Maryland Day March 25, 2014
Benjamin Cardin, D-MD
"I am proud to say that every region of my home State has played a role in shaping our Nation. From the Eastern Shore of Maryland, for instance, Harriet Ross Tubman was born into slavery in 1820 in Buckstown, MD along the marshes of the Blackwater River in Dorchester County. After learning she would be sold to settle her late master’s debts, Tubman escaped from slavery to Philadelphia, PA, marking the first of many expeditions over the course of the next 11 years to and from the Eastern Shore of Maryland to lead nearly 70 slaves out of slavery. In addition to becoming a famous conductor on the Underground Railroad, she held a lifelong commitment to the women’s suffrage movement and worked as a nurse, cook, spy, and scout for the Union Army during the Civil War in Port Royal, SC. She became the first woman to lead an armed assault during the Civil War in Combahee Ferry Raid, liberating nearly 750 slaves. In her later years, she worked tirelessly for the women’s suffrage movement, speaking before countless women’s groups with fellow suffrage movement leaders Susan B. Anthony and Emily Howland. When asked if she believed women deserved the right to vote, she would reply, “I suffered enough to believe it.”"

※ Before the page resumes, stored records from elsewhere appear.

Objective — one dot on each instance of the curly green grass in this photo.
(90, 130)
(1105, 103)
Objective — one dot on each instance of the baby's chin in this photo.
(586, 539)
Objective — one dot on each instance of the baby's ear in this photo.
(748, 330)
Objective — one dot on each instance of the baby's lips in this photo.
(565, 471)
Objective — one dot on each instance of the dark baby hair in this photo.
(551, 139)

The Four Chaplains February 5, 2014
Steve Stivers, R-OH
"Mr. Speaker, this week marks the 71st anniversary of a dramatic sacrifice made by four U.S. Army chaplains during World War II on February 3, 1943. On that day, the USS Dorchester was torpedoed by a German submarine, and it sunk. Out of that tragedy came the story of the four chaplains."

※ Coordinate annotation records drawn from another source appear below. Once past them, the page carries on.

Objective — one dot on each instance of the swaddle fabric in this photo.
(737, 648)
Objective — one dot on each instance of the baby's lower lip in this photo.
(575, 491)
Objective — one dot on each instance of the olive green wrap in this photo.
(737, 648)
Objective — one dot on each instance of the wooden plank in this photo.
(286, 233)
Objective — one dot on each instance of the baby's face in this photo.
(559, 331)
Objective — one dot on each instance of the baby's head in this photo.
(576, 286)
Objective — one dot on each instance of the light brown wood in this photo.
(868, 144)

Making Continuing Appropriations For Fiscal Year 2014—Motion To Proceed—Continued September 24, 2013
Ted Cruz, R-TX
"I had the opportunity recently to speak at the American Legion’s national convention. I had the opportunity to share it. There were a number of particularly older veterans, World War II veterans, who knew the story of the four immortal chaplains. That is the story of the USS Dorchester that was hit by a U-boat torpedo and was sinking. There were four chaplains aboard that ship."